Let’s hope it doesn’t get to that. Let’s hope the Players Association is wrong when it states in a news release its belief that the owners are trying to break the union. It wouldn’t be the first time owners have made that attempt, and they’ve failed spectacularly each time. This group of players is different in that it has never lived through a successful work stoppage, as its union forebears did, to draw faith from. But by all appearances the players are strongly united in their ire over the way MLB has handled negotiations. Of course, the test always comes when paychecks start being missed — but the owners will face the same pressure as they deal with empty stadiums and dried-up revenue streams.
What’s so frustrating is that this whole thing seems so unnecessary. Despite two COVID-affected seasons, it’s a good time for owners. As Eric Fisher of Sports Business Group pointed out, over the past half-decade, owners’ revenues have been boosted by “the BAMTECH sale to Disney, national TV deals with Fox, ESPN, and Turner, a bevy of new sponsorships, and the opening of the entire legal betting category.” Any poor-mouthing attempts by MLB were preempted last week by the release of the Atlanta Braves’ financial statements, revealing a $104 million profit in 2021.

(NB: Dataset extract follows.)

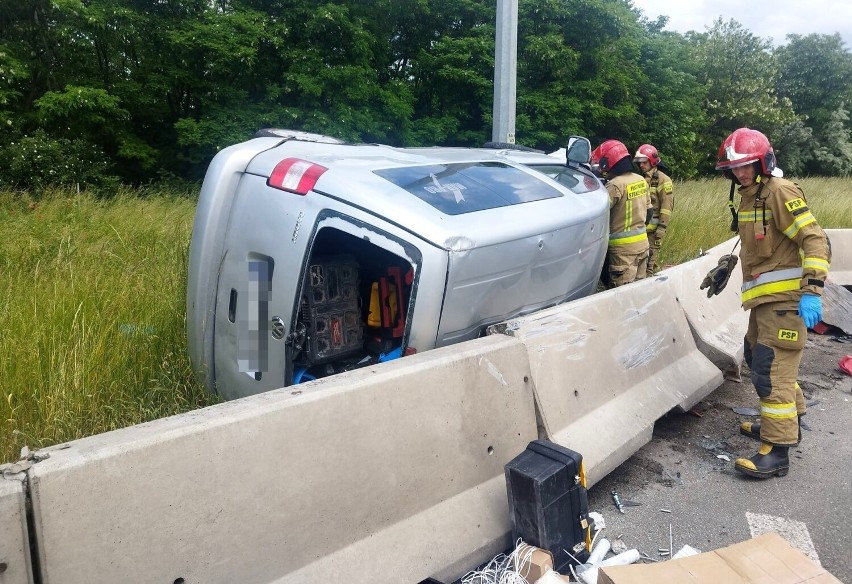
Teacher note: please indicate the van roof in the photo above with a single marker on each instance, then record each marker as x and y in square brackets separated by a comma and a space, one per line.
[441, 194]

Yet the owners, in their final offer, kept the CBT thresholds the same as in their previous offer — $220 million/220/220/224/230 for 2022-26. Any team whose payroll goes over that amount has to pay a tax, which has served to mostly deter big-market teams from exceeding it. Hence, the union’s belief it works as a salary cap. They want much higher thresholds that reflect the rising revenue, particularly in light of the fact there are no salary floors.
At this point, though, the particulars hardly matter. All fans need to see, at a time when COVID restrictions are lifting, warm weather is around the corner, and Major League Baseball could serve as a respite from the harsh realities of the world, is that the game is still shut down.
The sport deserves all the scorn and resentment it is getting right now. Disastrous, indeed.